We have had some Maltese that will mat/snarl/tangle if you look at them cross eyed. It seems to happen more if they have the fine cotton like coat. The Maltese we have had that had the silkier coat or a coat with a little curl or body to it didn't seem to mat as easily. If they mat easily we usually keep them in a puppy cut. Every other day (at least) brushing and combing is usually the only way to keep the mats out.


----------



## kit001 (Jul 6, 2003)

Morgan has that cotton soft fur you were talking about, but he also has that curl to it and very silky. He doesn't mat very much as he is brushed constantly, he loves it, so that makes it easier. He has had a few small mats and usually in his chest and his front legs a little. I notice it more when he gets out for walks, which he tends to run & hop, so the fur tends to fly some. He plays with Buddy our other dog and does fine, no matting occurs.


----------



## Maltese Dad (Sep 3, 2003)

Is that Morgan in your signature picture? Very cute little guy. Is he "snow white" or does he have a "pearl or silver" shade to his coat?


----------



## kit001 (Jul 6, 2003)

Yup, that's my little guy, Morgan.







He is a definate white.


----------



## kit001 (Jul 6, 2003)

Maltese Dad, sorry it took so long for a reply, I have been away for awhile. :wacko:


----------



## Bellezza1212 (May 29, 2003)

I did a ridiculous thing... I put on angel's little pink princess shirt & kept it on for TWO days... when I took it off to bathe her she had mats under her "armpits" & on her chest... they were soooooooo bad that I couldn't brush them out. They were clumps of hair not just knots.. huge clumps.. I had to cut them out- ugh! I learned the hard way... has that ever happened to anyone?


----------



## TikisMom (Jul 22, 2003)

When I brush Tiki I often have to remove small matts and tangles. Because he is in a puppy cut you realy can't tell; I have gotten quite good at snipping out only what is necessary. He enjoys his brushing much more than when I would spend hours trying to remove every matt and tangle









When He has his harness on because we are out alot he often will get those matts under his arms; again, I remove what I can't brush out quickly.

Judi


----------



## MalteseDad (Sep 29, 2003)

Has anyone tried a dematting comb? We use that for any mats/tangles that we can't get out with a brush or comb. It has about 6 or 7 teeth/blades on it that are blunt on one side and sharp on the other. You comb with the blunt side toward the skin, sharp side up and it seperates and/ or cuts through the mat leaving more hair in tact than when you cut it out with scissors. If you have alot of time, mats can be worked out with your fingers and a comb and a great deal of patience.

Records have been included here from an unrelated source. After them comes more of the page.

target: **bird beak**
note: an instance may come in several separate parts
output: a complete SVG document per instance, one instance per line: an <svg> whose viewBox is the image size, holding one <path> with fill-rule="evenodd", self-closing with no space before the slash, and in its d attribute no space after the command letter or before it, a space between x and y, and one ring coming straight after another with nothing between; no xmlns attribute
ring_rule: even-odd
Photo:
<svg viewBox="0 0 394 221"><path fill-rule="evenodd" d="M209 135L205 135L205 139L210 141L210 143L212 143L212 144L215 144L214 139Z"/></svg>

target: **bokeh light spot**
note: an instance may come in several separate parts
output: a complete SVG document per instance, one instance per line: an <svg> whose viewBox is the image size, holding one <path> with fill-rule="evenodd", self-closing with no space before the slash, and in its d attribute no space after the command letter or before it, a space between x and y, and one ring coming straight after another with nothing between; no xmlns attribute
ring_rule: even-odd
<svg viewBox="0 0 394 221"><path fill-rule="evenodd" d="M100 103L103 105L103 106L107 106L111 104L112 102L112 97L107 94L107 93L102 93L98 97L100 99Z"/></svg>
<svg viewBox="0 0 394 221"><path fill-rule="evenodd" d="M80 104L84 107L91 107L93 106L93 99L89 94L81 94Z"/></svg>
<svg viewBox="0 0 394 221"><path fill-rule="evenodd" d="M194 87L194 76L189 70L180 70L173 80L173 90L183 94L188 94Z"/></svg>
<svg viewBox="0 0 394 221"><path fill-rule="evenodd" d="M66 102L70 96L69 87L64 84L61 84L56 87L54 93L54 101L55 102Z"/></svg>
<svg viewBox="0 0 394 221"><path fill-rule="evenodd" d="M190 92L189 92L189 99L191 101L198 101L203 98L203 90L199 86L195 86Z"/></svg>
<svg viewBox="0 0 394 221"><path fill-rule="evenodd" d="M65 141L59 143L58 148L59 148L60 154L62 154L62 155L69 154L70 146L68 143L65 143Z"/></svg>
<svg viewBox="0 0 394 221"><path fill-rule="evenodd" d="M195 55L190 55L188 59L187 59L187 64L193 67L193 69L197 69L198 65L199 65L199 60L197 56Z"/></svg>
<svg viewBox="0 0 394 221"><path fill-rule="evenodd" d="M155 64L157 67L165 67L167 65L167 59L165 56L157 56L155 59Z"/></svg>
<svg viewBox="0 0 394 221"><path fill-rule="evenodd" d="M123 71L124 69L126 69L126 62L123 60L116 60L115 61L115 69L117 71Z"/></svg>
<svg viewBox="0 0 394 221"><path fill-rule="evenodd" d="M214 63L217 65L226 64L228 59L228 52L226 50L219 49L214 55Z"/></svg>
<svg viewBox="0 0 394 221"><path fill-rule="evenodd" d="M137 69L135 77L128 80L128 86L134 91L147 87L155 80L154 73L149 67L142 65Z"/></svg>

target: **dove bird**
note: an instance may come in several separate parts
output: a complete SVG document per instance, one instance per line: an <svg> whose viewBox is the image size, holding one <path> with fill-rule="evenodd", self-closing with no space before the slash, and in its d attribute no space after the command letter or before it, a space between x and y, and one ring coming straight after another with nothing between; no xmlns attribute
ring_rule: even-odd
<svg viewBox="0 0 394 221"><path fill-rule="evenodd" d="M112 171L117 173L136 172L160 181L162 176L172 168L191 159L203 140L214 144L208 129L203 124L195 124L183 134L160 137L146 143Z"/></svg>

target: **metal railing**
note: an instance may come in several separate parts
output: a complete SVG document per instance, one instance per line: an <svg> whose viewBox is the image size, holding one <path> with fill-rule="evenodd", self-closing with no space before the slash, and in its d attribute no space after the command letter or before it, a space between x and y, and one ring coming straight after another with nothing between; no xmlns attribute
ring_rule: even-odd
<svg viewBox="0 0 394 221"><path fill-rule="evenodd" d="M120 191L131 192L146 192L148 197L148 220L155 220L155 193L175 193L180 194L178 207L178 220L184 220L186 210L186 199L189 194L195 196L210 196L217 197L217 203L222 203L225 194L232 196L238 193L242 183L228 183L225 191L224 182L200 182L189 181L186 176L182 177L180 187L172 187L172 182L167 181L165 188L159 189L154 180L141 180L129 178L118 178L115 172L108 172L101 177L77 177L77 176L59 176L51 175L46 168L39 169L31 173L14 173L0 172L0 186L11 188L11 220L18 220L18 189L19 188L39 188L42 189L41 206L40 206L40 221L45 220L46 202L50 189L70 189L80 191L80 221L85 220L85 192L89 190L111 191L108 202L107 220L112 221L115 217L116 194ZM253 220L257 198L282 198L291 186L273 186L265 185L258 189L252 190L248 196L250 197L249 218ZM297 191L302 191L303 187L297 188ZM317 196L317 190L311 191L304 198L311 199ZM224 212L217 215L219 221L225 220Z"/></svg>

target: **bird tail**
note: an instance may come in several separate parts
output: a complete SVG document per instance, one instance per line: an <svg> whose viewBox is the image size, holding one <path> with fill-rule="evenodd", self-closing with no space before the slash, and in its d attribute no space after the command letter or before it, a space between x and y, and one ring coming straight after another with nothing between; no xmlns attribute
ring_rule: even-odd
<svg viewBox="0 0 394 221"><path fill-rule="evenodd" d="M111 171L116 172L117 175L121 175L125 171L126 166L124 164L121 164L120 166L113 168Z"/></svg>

Yep, they will get matted pretty fast when they have garments on.


----------



## TikisMom (Jul 22, 2003)

I have never tried a dematting comb, but have seen them in the large pet stores. The matts I cut are usually very small, smaller than a pea.

Judi


----------



## kit001 (Jul 6, 2003)

I knew there was a really good reason I liked coming here..I learn about things before I do them too! Thanks, Morgan had been getting little ones every now and then and I couldnt' understand why as he never had them before. Now I know, no sweaters and what have you for long periods of time. You saved me alot of greif it sounds like. TY!


----------